Potenze che non a caso sono le quelle che ai tavoli negoziali di Astana – processo parallelo a quello di Ginevra che ormai lo ha di fatto soppiantato in termini di effettività e risultati politici – hanno deciso il corso della guerra, determinando il futuro del Paese.
L’ultimo round dei colloqui di Astana si è tenuto la settimana scorsa, il 14-15 maggio, e il risultato più concreto è stato di fatto riaffermare le conquiste territoriali in corso e le aree di influenza, sebbene la dichiarazione congiunta firmata da Russia, Iran e Turchia affermi che le tre potenze restano impegnate nel rispetto della risoluzione 2254 del Consiglio di Sicurezza, che prevede una transizione politica e nuove elezioni, e che riaffermano la loro determinazione a proseguire gli sforzi congiunti volti a far progredire il processo politico, facilitando l’attuazione del Congresso di Dialogo Nazionale Siriano a Sochi il più presto possibile.
Le tre potenze hanno inoltre concordato che la prossima riunione del gruppo di lavoro si terrà ad Ankara nel giugno 2018 mentre il prossimo round dei colloqui di Astana si terrà per la prima volta a Sochi nel luglio 2018.
La scelta di una località russa in sostituzione della usuale Astana, capitale di un Paese neutrale al conflitto come lo è il Kazakistan, ha scatenato la reazione dei gruppi dei ribelli siriani, che hanno già promesso di boicottare l’evento perché, come ha detto il negoziatore dei ribelli Yasser Abdul Rahim, “dobbiamo rispettare il nostro popolo. La Russia non ha mai smesso di uccidere civili siriani“.

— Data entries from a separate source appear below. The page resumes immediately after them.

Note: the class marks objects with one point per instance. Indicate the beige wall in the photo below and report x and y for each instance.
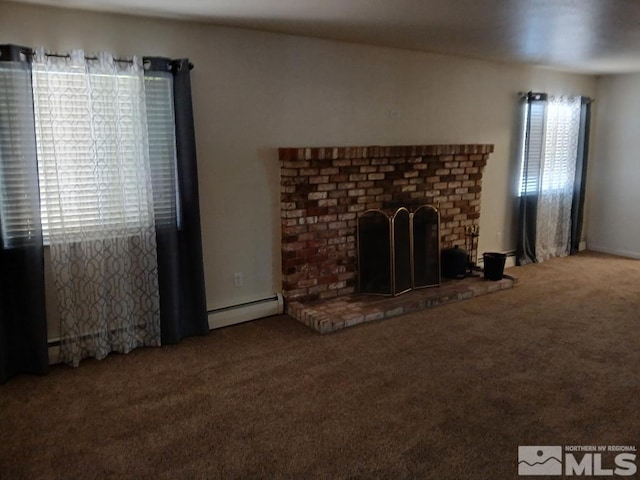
(255, 92)
(614, 168)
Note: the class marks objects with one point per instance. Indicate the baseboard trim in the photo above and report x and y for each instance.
(614, 251)
(245, 312)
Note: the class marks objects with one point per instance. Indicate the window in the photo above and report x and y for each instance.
(18, 208)
(105, 138)
(551, 132)
(92, 149)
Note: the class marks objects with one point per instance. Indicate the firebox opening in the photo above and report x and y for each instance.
(398, 250)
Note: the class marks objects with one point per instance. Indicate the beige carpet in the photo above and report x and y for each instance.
(448, 393)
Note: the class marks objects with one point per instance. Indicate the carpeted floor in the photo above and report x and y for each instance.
(448, 393)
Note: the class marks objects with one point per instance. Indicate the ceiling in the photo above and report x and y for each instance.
(587, 36)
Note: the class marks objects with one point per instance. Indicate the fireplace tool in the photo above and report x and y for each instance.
(471, 233)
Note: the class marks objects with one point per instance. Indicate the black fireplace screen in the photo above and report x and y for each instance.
(398, 250)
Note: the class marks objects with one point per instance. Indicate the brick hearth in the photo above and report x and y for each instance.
(323, 190)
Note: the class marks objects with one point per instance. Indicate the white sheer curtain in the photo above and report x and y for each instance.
(557, 177)
(97, 207)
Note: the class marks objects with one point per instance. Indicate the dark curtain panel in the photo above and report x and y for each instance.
(533, 106)
(23, 328)
(183, 307)
(577, 207)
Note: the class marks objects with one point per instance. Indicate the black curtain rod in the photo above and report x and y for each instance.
(544, 96)
(58, 55)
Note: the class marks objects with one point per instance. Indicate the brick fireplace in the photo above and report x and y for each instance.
(324, 189)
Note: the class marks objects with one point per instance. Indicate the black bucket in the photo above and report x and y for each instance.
(494, 265)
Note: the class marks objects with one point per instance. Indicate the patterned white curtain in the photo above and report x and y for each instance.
(97, 207)
(557, 177)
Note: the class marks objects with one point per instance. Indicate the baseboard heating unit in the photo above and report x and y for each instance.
(245, 312)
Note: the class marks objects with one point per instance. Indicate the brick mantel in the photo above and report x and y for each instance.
(323, 189)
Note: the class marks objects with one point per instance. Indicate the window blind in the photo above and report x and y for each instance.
(534, 146)
(17, 142)
(162, 146)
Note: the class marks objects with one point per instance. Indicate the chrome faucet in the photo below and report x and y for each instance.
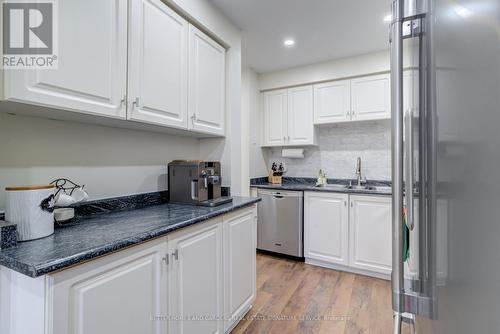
(358, 172)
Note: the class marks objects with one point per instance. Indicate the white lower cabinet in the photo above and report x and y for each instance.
(370, 234)
(119, 293)
(348, 232)
(326, 227)
(240, 242)
(195, 284)
(199, 279)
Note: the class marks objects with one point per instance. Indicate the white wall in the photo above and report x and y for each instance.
(251, 102)
(338, 148)
(328, 70)
(109, 161)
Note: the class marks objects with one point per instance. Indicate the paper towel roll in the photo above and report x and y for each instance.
(294, 153)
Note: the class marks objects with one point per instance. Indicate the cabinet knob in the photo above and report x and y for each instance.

Dal canto suo la Russia, per bocca del suo negoziatore Alexander Lavrentyev, ha dichiarato: “Comprendiamo che questo [cambio di località] sembri piuttosto strano, ma […] considerando la situazione sul campo, le nuove realtà, vorremmo dare un nuovo slancio ai colloqui, spostando l’attenzione più verso le componenti politiche e umanitarie“.
In realtà, spostare i colloqui in Russia, rinunciando al principio di neutralità che di solito guida la scelta delle località dei colloqui politici, è una scelta politica che lancia un messaggio molto chiaro circa i rapporti di forza e l’esito della guerra.
Tuttavia, la vittoria militare del regime siriano e dei suoi alleati non determinerà la fine del conflitto e non implica automaticamente una vittoria politica: in un Paese raso al suolo il cui governo deve la sua sopravvivenza alle potenze straniere alleate, in un Paese diviso in zone di influenza, con migliaia di milizie straniere, con il tessuto sociale distrutto e con oltre metà della sua popolazione rifugiata all’estero, sfollata, detenuta o deceduta, con una quantità abnorme di crimini contro l’umanità che rischiano di restare impuntiti e con nuove leggi sulla confisca dei beni dei rifugiati che rischiano di impedirne il ritorno in patria, una reale vittoria da parte del regime, che non sia solo militare, resta da vedere, così come una fine reale del conflitto appare ancora molto lontana.